GRA begins process to prosecute tax defaulting OMCs
Oil Marketing Companies (OMCs) owing the Ghana Revenue Authority (GRA) taxes would have to answer in court in the coming weeks.
The GRA is finalising processes to prosecute the OMCs, some defaulting in taxes for many years.
The Commissioner-General of the GRA, Rev Ammishaddai Owusu Amoah, said he had engaged the Chief Justice to receive the needed support from the judiciary to ensure that the defaulting OMCs are made to face the full rigours of the law.
This is to ensure that the companies pay their taxes to shore up the country’s revenue to support development.
The move comes on the back of the recent exercise by the revenue authority, which saw outlets of OMCs closed down by GRA’s task force, resulting in other companies making efforts to clear their debts.
“We have got some positive responses from some affected oil marketing firms after the current exercise on the petroleum tax and other levies that were in debt. But let me use this opportunity to mention that we are moving into prosecution, and very soon we will start serving the recalcitrant ones [OMCs] that have failed to heed our [GRA] call,” he said.
“Let me caution that they [OMCs] should use this period to come to the GRA to clear their debts or face the law because we have already had a discussion with the relevant authorities and the Chief Justice to begin prosecution,” he added.
The Commissioner-General said this in an interview monitored by The Ghana Report on Joy FM on September 2.
GRA chases OMCs for defaulting in tax
In May, the Debt Management and Enforcement Unit resumed its debt distress action to recoup millions of accumulated petroleum taxes.
The premises of Grid Petroleum Ghana Limited and Sonnidom Petroleum were locked for defaulting in tax payment of more than GH¢1.2 million and GH¢862,000 respectively over a period of two years.

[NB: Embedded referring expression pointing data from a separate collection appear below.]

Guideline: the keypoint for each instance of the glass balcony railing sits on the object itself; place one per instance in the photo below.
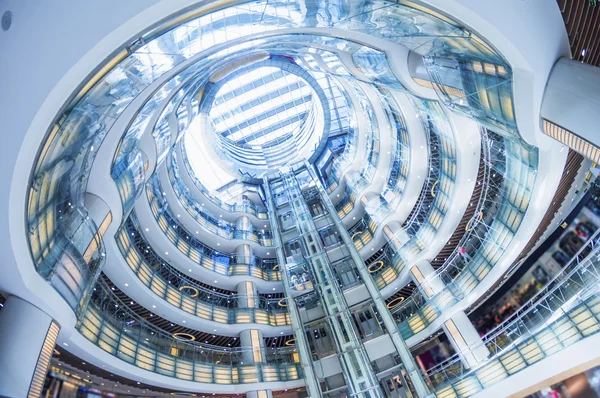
(75, 258)
(362, 232)
(205, 256)
(488, 238)
(398, 172)
(189, 295)
(129, 175)
(114, 327)
(240, 205)
(565, 311)
(207, 220)
(433, 202)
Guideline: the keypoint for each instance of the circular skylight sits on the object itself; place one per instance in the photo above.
(261, 107)
(261, 117)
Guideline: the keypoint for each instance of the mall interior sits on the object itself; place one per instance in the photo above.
(300, 198)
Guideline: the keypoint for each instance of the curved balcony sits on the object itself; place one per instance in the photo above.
(401, 157)
(343, 165)
(362, 232)
(434, 200)
(114, 327)
(75, 258)
(565, 311)
(129, 175)
(489, 237)
(209, 221)
(239, 205)
(203, 255)
(128, 166)
(190, 295)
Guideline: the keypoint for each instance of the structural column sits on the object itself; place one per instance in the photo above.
(247, 295)
(570, 106)
(253, 345)
(460, 331)
(27, 339)
(402, 349)
(243, 254)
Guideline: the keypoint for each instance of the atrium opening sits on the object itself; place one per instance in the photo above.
(300, 199)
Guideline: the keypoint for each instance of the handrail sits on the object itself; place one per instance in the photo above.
(464, 281)
(207, 220)
(119, 324)
(157, 263)
(482, 204)
(577, 262)
(242, 205)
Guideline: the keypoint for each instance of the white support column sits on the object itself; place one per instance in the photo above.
(27, 338)
(253, 344)
(460, 331)
(247, 295)
(243, 254)
(466, 341)
(424, 276)
(572, 98)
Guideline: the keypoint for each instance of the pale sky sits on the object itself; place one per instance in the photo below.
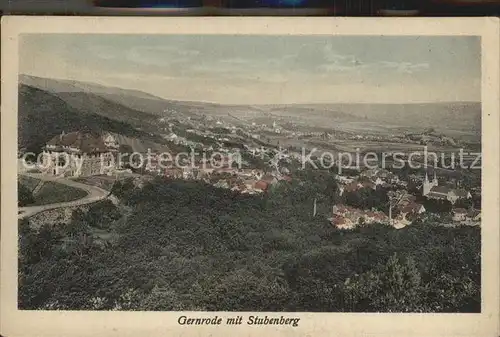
(265, 69)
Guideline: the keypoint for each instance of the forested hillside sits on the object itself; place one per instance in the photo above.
(178, 245)
(43, 115)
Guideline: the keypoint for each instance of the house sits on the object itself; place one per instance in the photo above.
(79, 154)
(459, 214)
(400, 221)
(354, 216)
(173, 172)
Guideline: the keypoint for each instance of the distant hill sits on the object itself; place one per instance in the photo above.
(42, 115)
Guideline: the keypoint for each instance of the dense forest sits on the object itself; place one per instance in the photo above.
(185, 245)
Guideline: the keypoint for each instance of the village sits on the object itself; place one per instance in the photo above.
(404, 205)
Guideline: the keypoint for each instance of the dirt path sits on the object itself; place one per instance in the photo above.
(93, 194)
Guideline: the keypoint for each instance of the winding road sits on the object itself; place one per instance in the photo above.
(93, 194)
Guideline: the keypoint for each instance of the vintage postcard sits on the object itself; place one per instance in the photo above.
(250, 177)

Other companies the task force chased were Santol Limited for owing GH¢57.39 million in taxes; Life Petroleum, GH¢1.14 million; Sawiz Petroleum, GH¢5.12 million; Delian and Co Limited, GH¢11.63 million; and Petra Energy, GH¢20.73 million.
The exercise, which lasted for more than six hours, enabled the taskforce to engage managers of these firms to have them honour their tax obligations as soon as possible.
Twenty-eight OMCs were cited in the Auditor-General’s report for failing to pay petroleum taxes on fuel they lifted between July 2018 and December 2019.
The taxes which are owed by these 28 OMCs totalled GH¢226.94 million.
Four other OMCs did not pay taxes on 59,713,090 litres of fuel products valued at GH¢5.45 million lifted at the Tema Oil Refinery (TOR) in 2018, and therefore the Auditor-General charged the Commissioner of Customs to recover that amount as well.
In the 2020 report on ministries, departments and agencies, it was revealed that 17 OMCs failed to pay their rescheduled debt of GH¢69.10 million granted by the Commissioner-General, thereby defaulting between 30 and 360 days.
“We urge the Commissioner-General to ensure that all OMCs who are indebted to GRA Customs Division make full payment of all their outstanding debts without any further delay,” the report stated.